PET Imaging Studies will be done at baseline and post RT (0, 2, 4, 6, and 12 months).

INCLUSION CRITERIA Histopathologically-confirmed grade III or grade IV supratentorial glioma Age > 18 KPS > 70 No prior radiation therapy to the brain No active prior malignancy Signed study-specific consent form

EXCLUSION CRITERIA No histopathologically-confirmation of grade III or grade IV supratentorial glioma Age < 18 KPS < 70 Prior radiation therapy to the brain Active prior malignancy

RECRUITMENT Number of patients 25 (High Grade Glioma)

STATISTICAL ANALYSIS This is a pilot study comprising a total of 25 high grade glioma patients.

STOPPING RULES Both acute and late toxicities will be of interest in this study as well as disease-free survival, patterns of recurrence and quality of life assessments. Patients will be closely followed by their treating Radiation Oncologist and / or the Research Nurse and any sever adverse events will be reported to the Principal Investigator and the Research Ethics Board as per the set REB guidelines.

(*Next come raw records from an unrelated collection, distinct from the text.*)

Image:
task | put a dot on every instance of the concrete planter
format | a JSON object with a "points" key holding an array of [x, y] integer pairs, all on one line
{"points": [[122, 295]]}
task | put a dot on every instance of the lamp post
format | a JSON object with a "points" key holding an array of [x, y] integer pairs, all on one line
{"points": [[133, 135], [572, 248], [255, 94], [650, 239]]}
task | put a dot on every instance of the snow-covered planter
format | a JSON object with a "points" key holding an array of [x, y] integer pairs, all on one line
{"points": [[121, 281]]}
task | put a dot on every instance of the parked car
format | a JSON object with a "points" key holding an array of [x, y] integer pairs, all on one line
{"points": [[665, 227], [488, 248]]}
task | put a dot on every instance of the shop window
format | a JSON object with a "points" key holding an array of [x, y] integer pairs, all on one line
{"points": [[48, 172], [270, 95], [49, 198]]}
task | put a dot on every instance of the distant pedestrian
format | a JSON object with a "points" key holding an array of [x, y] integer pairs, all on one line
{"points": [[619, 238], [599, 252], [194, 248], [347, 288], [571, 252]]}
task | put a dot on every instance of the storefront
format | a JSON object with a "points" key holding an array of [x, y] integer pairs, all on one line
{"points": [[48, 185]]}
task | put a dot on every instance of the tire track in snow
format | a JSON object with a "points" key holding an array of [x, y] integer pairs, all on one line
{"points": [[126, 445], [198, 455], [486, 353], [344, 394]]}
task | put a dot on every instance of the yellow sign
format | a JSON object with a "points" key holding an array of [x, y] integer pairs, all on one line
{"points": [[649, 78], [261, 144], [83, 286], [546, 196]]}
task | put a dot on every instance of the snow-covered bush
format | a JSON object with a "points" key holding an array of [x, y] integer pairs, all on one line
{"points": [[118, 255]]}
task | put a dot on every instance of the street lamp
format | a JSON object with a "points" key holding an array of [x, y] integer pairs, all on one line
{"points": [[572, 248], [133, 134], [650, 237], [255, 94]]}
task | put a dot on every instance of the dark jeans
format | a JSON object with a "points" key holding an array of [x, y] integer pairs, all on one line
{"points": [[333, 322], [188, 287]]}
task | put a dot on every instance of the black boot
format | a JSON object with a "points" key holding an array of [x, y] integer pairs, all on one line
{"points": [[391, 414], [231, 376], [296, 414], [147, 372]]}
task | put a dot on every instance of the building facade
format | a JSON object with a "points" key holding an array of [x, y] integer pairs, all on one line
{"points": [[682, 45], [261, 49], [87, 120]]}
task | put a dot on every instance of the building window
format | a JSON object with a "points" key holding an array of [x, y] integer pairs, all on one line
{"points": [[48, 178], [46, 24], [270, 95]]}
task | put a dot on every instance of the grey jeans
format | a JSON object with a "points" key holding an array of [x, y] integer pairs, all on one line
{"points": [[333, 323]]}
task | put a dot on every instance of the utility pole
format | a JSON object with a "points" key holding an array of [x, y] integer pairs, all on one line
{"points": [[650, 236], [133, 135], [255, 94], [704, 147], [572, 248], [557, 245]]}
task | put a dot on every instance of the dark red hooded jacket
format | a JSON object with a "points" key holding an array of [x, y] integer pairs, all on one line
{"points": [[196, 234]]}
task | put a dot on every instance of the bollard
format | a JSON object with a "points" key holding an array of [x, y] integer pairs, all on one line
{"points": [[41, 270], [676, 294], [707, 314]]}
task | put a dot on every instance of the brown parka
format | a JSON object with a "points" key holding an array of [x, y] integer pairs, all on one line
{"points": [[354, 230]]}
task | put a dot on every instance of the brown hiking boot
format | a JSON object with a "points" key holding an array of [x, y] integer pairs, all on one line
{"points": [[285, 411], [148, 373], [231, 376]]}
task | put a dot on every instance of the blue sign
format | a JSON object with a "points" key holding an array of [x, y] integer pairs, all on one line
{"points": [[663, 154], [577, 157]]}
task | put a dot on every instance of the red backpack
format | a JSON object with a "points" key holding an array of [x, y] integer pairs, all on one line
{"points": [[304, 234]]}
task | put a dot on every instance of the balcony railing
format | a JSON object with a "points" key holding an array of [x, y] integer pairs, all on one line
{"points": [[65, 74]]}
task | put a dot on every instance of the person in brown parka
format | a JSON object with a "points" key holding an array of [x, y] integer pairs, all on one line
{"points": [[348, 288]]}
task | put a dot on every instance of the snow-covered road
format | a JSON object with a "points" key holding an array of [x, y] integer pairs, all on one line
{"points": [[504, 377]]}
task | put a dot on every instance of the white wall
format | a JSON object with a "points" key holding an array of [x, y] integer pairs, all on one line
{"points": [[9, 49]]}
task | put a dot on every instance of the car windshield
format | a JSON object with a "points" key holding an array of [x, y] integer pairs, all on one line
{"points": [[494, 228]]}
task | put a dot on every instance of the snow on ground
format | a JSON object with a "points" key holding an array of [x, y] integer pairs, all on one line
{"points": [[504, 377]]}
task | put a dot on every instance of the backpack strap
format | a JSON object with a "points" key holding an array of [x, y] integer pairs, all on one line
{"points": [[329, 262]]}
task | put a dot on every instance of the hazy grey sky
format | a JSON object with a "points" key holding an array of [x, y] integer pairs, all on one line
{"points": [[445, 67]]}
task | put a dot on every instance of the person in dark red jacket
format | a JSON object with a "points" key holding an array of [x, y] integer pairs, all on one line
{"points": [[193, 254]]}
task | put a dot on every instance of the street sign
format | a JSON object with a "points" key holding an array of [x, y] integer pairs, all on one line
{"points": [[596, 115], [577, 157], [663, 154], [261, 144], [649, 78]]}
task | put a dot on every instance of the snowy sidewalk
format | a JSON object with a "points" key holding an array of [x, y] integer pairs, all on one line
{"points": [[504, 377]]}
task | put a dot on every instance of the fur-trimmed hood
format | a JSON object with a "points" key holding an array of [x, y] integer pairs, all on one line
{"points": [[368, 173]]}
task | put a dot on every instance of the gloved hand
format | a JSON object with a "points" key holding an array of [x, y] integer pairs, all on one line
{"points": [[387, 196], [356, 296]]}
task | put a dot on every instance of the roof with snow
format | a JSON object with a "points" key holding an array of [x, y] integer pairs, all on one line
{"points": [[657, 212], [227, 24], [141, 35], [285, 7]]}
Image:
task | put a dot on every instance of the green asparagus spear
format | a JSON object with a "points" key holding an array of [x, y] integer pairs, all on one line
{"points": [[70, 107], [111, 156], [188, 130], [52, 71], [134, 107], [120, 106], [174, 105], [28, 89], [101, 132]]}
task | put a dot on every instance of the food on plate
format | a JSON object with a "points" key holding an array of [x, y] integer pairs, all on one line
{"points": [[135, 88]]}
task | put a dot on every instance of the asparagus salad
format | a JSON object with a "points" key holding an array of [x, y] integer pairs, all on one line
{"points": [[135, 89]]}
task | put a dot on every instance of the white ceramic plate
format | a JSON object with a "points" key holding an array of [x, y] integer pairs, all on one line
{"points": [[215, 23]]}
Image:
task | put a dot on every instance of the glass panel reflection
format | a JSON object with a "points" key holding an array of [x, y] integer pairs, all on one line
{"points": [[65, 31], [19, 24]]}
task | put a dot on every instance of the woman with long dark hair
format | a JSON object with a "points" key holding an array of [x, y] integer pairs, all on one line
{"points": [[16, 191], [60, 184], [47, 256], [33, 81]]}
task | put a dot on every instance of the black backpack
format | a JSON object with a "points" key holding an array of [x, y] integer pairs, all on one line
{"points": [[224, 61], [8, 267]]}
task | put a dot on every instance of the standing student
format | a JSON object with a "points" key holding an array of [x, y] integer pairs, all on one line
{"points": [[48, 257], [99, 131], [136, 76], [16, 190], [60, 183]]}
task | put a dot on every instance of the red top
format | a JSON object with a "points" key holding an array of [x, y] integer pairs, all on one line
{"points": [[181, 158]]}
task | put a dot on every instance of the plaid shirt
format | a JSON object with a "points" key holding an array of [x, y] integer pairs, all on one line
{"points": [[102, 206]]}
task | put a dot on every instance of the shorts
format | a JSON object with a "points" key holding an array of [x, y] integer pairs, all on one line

DATA SAFETY MONITORING COMMITTEE Any serious adverse event that occurs from the time the consented patient has begun study treatment until 30 days after the end of study treatment must be reported to the participating institution's Research Ethics Board within their REB set reporting guidelines. Any SAE that occurs after the one month post study treatment timeframe that is felt to be related to the study treatment must be reported to the participating institution's Research Ethics Board within the REB set reporting guidelines. If a death is related to study treatment, the REB should receive notification within 24 hours of the event, with a full report to follow. All deaths that occur during a study or within 30 days after last study treatment, regardless of the relationship to the treatment, need to be reported to the REB. A research nurse and / or a radiation oncologist will be responsible for regular monitoring of patients on study treatment. If the number of events meets the stopping criteria listed in point 12.0, accrual will be halted and the Principal Investigator will inform the Research Ethics Board in a timely manner.